Black Clouds on Green Horizon
Rival emissions policies and an infant carbon market further complicate financial instability
History will judge harshly if a company hedges against the environment. Business and political leaders may not agree on the cause of climate change, but they grasp that rising greenhouse gas emissions are not healthy for the planet.
Reducing emissions through government policy and corporate action – as well as personal deeds – has become a cost of daily life for all. Chief executive officers must do much more. Federal and provincial climate change legislation allows companies to stake environmental claims on future practices by cleaning up the present.
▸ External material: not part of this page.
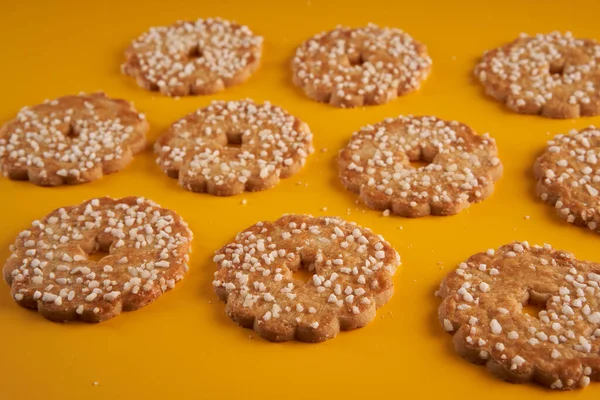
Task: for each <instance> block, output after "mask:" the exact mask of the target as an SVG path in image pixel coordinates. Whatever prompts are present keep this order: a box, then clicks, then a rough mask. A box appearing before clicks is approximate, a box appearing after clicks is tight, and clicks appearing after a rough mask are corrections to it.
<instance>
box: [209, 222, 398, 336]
mask: <svg viewBox="0 0 600 400" xmlns="http://www.w3.org/2000/svg"><path fill="white" fill-rule="evenodd" d="M214 261H215V262H216V263H217V264H218V266H219V269H218V270H217V272H216V273H215V280H214V282H213V285H214V286H215V291H216V293H217V295H218V296H219V298H220V299H221V300H223V301H226V302H227V308H226V311H227V314H228V315H229V316H230V317H231V318H232V319H233V320H234V321H235V322H237V323H238V324H240V325H241V326H243V327H246V328H253V329H254V330H255V331H256V332H257V333H258V334H259V335H260V336H262V337H263V338H265V339H267V340H271V341H285V340H293V339H297V340H302V341H305V342H320V341H323V340H327V339H331V338H333V337H334V336H336V335H337V333H338V332H339V331H340V330H351V329H356V328H360V327H363V326H365V325H367V324H368V323H369V322H370V321H371V320H372V319H373V318H375V310H376V309H377V308H378V307H381V306H382V305H384V304H385V303H387V301H388V300H389V299H390V298H391V296H392V294H393V291H394V287H393V284H392V276H393V275H394V273H395V272H396V268H397V266H398V265H400V257H399V255H398V253H396V251H395V250H394V249H393V248H392V247H391V246H390V245H389V244H388V243H387V242H386V241H385V240H384V239H383V238H382V237H381V236H378V235H375V234H373V233H372V232H371V231H370V230H369V229H366V228H361V227H359V226H357V225H356V224H354V223H351V222H345V221H344V220H342V219H340V218H332V217H320V218H315V217H312V216H309V215H286V216H284V217H282V218H280V219H278V220H277V221H275V222H259V223H257V224H255V225H253V226H251V227H250V228H248V229H246V230H245V231H243V232H241V233H239V234H238V235H237V237H236V239H235V241H234V242H232V243H229V244H228V245H226V246H225V247H223V248H222V249H221V250H219V251H217V252H216V255H215V257H214ZM300 268H306V269H308V271H311V272H313V275H312V278H311V279H310V280H309V281H308V282H305V281H303V280H299V279H295V278H294V272H295V271H298V269H300Z"/></svg>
In the spring of 2007, the Alberta government scored a Canadian environmental first. It established a climate change strategy that ordered companies with annual emissions exceeding 100,000 tonnes to reduce intensity – the amount of greenhouse gas vented into the atmosphere per unit of production – by 12 per cent. Companies could make physical improvements to their operations, buy Alberta-based credits or pay into the Climate Change and Emissions Management Fund at $15 per tonne of carbon emissions. The province has also committed $2 billion in non-refundable subsidies to companies with viable projects to sequester carbon.
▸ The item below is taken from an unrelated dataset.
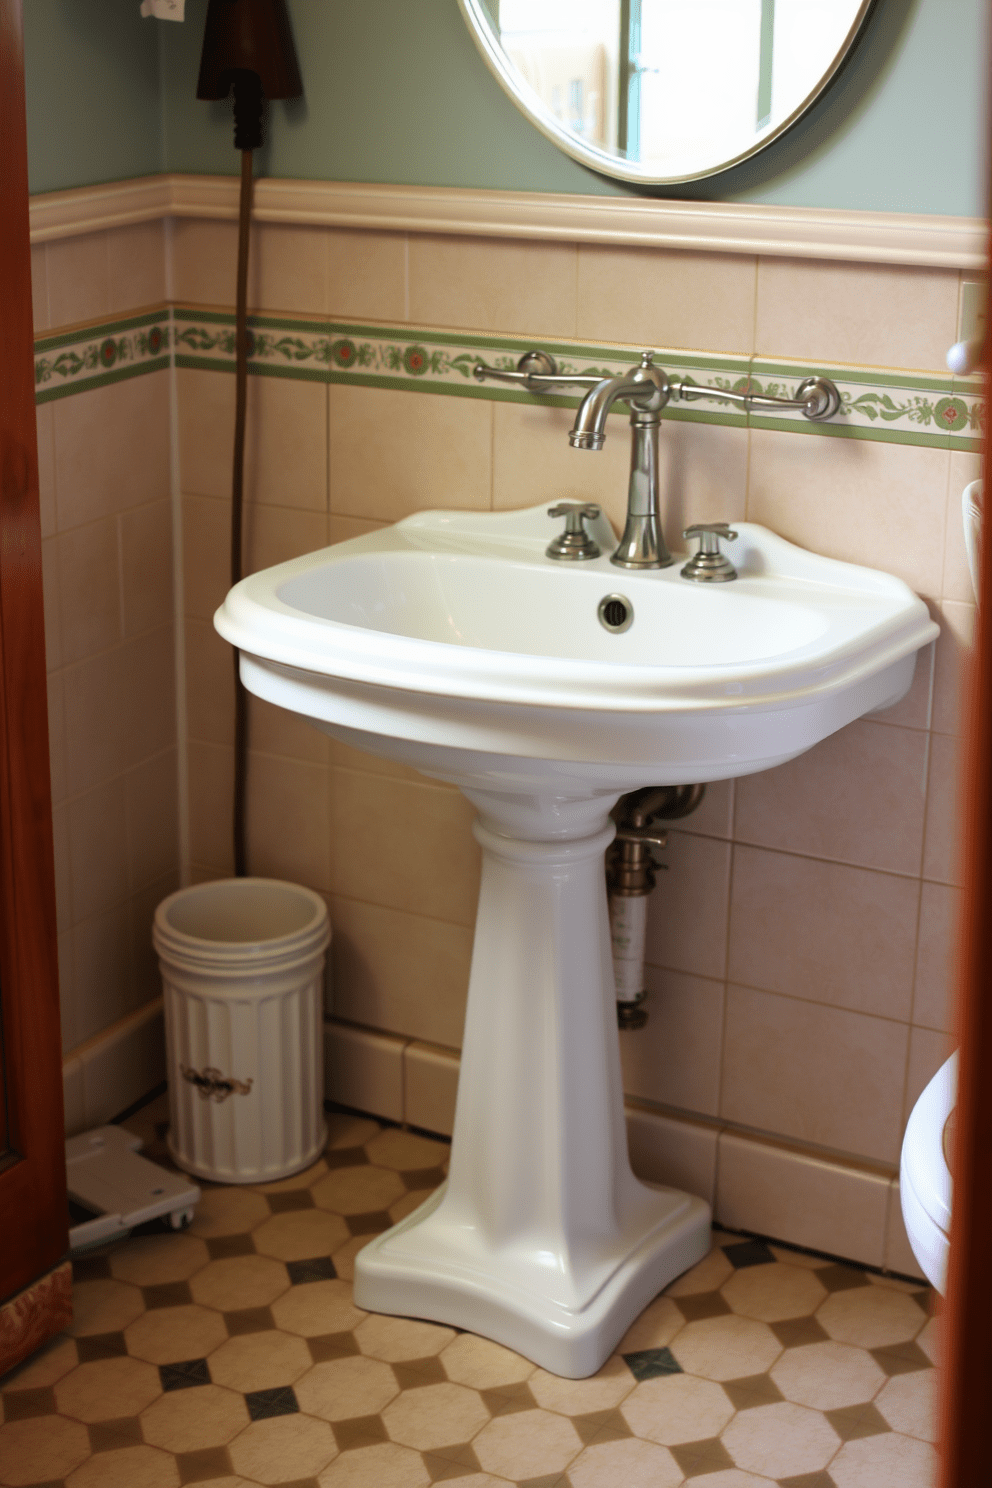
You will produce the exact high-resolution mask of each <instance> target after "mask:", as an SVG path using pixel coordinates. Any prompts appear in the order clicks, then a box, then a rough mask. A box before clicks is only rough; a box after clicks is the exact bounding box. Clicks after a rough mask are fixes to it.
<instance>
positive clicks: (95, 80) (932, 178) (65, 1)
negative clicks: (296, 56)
mask: <svg viewBox="0 0 992 1488" xmlns="http://www.w3.org/2000/svg"><path fill="white" fill-rule="evenodd" d="M289 4H290V12H292V16H293V27H294V33H296V43H297V49H299V55H300V65H302V71H303V83H305V88H306V98H305V101H302V103H290V104H274V106H272V119H271V129H269V143H268V144H266V147H265V150H263V152H262V159H260V161H259V168H260V170H262V171H263V173H266V174H269V176H290V177H303V179H309V180H366V182H406V183H413V185H439V186H482V187H504V189H518V190H550V192H582V193H596V195H625V193H626V187H622V186H619V185H616V183H611V182H607V180H605V179H602V177H599V176H595V174H593V173H590V171H587V170H584V168H583V167H580V165H577V164H576V162H573V161H570V159H568V158H567V156H564V155H561V153H559V152H558V150H556V149H555V147H553V146H552V144H550V143H549V141H547V140H544V138H543V135H540V134H538V132H537V131H535V129H534V128H532V126H531V125H529V124H528V122H526V121H525V119H524V118H522V116H521V115H519V113H518V112H516V109H515V107H513V106H512V104H510V101H509V100H507V98H506V97H504V94H503V92H501V91H500V88H498V85H497V83H495V82H494V80H492V77H491V76H489V73H488V71H486V68H485V65H483V62H482V60H480V57H479V55H477V52H476V49H474V45H473V43H471V39H470V37H468V34H467V31H466V28H464V22H463V19H461V13H460V10H458V4H457V0H289ZM205 9H207V0H187V4H186V13H187V19H186V22H184V24H183V25H175V24H171V22H152V21H144V22H143V21H140V19H138V18H137V10H138V0H28V4H27V10H28V16H30V19H28V24H27V49H28V97H30V104H28V115H30V119H28V125H30V134H28V143H30V152H31V183H33V189H34V190H52V189H57V187H61V186H71V185H82V183H85V182H95V180H115V179H122V177H126V176H131V174H141V173H144V171H155V170H159V168H162V167H164V168H167V170H175V171H204V173H231V174H233V173H235V170H236V156H235V153H233V147H232V138H231V116H229V109H228V107H226V106H225V104H204V103H198V101H196V98H195V85H196V65H198V55H199V42H201V36H202V22H204V15H205ZM986 15H988V3H986V0H879V3H877V7H876V12H875V16H873V19H872V22H870V28H869V33H867V36H866V37H864V40H863V43H861V46H860V49H858V52H857V55H855V58H854V60H852V62H851V64H849V67H848V68H846V70H845V73H843V74H842V77H840V80H839V82H837V85H836V86H834V88H833V89H831V92H830V94H828V95H827V98H825V100H824V101H822V103H821V104H819V107H818V109H817V110H815V112H814V113H812V115H811V116H809V118H808V119H806V121H805V122H803V124H800V125H799V126H797V128H796V129H794V131H791V134H790V135H787V137H785V138H784V140H781V141H778V143H776V144H775V146H772V147H770V149H769V150H767V152H766V153H764V155H763V156H761V158H760V159H759V161H756V162H754V164H751V165H747V167H741V168H738V170H736V171H732V173H726V174H724V176H721V177H714V179H711V180H708V182H703V183H700V185H699V186H698V187H680V190H678V192H677V195H680V196H696V198H708V199H721V201H766V202H776V204H782V205H802V207H839V208H843V207H855V208H875V210H886V211H921V213H950V214H962V216H980V214H983V213H985V165H983V152H985V146H983V141H985V137H986V126H985V73H986V57H988V46H986V30H985V27H986ZM156 48H158V67H156ZM68 67H71V77H67V76H65V70H67V68H68Z"/></svg>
Before the fall federal election, the Harper government followed suit with a different strategy scheduled to go into effect in 2010, but one that is still based on reducing carbon emission intensity by 2012. Emitters can contribute to a technology fund, starting at $15 per tonne in 2010, rising to $20 in 2013 and then increasing with growth in gross domestic product.
The strategy irritated advocates of aggressive environmental regulation by focusing on intensity-based regulations without an absolute cap on emissions. But the effect is still real. Greenhouse gas exhaust per unit of output must drop, either physically or by spending money to buy credits earned by others for reductions.
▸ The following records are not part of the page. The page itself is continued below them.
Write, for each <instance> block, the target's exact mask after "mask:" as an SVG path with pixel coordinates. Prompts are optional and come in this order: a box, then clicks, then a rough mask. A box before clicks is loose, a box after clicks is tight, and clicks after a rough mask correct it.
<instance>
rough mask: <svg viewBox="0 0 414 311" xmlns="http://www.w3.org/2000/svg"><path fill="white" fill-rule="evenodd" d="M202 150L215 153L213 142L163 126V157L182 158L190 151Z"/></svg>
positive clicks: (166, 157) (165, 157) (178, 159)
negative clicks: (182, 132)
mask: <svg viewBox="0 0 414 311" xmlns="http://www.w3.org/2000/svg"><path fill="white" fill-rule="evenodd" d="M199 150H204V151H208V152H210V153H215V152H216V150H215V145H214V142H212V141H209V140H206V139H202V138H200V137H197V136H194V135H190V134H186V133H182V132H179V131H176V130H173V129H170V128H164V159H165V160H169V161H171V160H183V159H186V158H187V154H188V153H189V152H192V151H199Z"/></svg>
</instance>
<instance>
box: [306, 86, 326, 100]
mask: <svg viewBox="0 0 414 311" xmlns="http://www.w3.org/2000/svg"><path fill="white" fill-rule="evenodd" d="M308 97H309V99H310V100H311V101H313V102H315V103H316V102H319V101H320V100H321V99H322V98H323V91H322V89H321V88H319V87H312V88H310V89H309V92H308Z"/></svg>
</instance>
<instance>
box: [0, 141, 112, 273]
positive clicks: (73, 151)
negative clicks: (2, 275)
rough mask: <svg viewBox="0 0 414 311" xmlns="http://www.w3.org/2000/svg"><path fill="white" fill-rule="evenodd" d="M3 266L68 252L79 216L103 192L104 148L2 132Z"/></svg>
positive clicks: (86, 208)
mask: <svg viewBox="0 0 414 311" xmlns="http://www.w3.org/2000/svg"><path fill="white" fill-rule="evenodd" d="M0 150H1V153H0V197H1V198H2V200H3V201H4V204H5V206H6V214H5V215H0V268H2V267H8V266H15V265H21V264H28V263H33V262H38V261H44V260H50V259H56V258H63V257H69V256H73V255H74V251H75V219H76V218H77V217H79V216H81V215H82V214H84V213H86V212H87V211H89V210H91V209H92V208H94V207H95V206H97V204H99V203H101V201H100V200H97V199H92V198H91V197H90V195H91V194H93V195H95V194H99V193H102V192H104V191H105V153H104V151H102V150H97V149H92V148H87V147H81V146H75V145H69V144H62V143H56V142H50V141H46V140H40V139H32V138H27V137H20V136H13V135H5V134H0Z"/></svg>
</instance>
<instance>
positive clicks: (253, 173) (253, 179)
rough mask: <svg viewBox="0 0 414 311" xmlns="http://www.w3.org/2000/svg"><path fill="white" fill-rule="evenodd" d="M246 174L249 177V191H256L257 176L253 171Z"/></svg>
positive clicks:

Enter a budding new market. Companies can purchase emissions reduction credits or create them through offset projects. The credits can be banked and sold. A global market is emerging, but Alberta to date only accepts credits created inside its borders.
There is still a massive challenge. A Canadian market for trading carbon dioxide emissions is in its infancy even though global carbon-credit trade topped US$64 billion in 2007, doubling what it was in 2006. The Montreal Climate Exchange made a debut this year on May 30 as a child of the Montreal Exchange and the Chicago Climate Exchange. The joint venture trades futures contracts on units of Canadian carbon dioxide equivalents. In the U.S. the New York Mercantile Exchange (NYMEX) introduced environmental commodities trading for late August. These “green” exchanges join carbon traders European Climate Exchange, Nord Pool and Powernext Carbon.
The whole system “is still evolving in Canada,” notes Michael Tims, chairman of Peters & Co. Ltd. To have a cap-and-trade system, or some other green market, requires environmental policies to be more firmly established than they are so far in Canada. “Once that happens and we see, for example, what the penalties will be for emissions and what the rules for calculations are, we’re much better off in trying to assess how those markets will evolve.”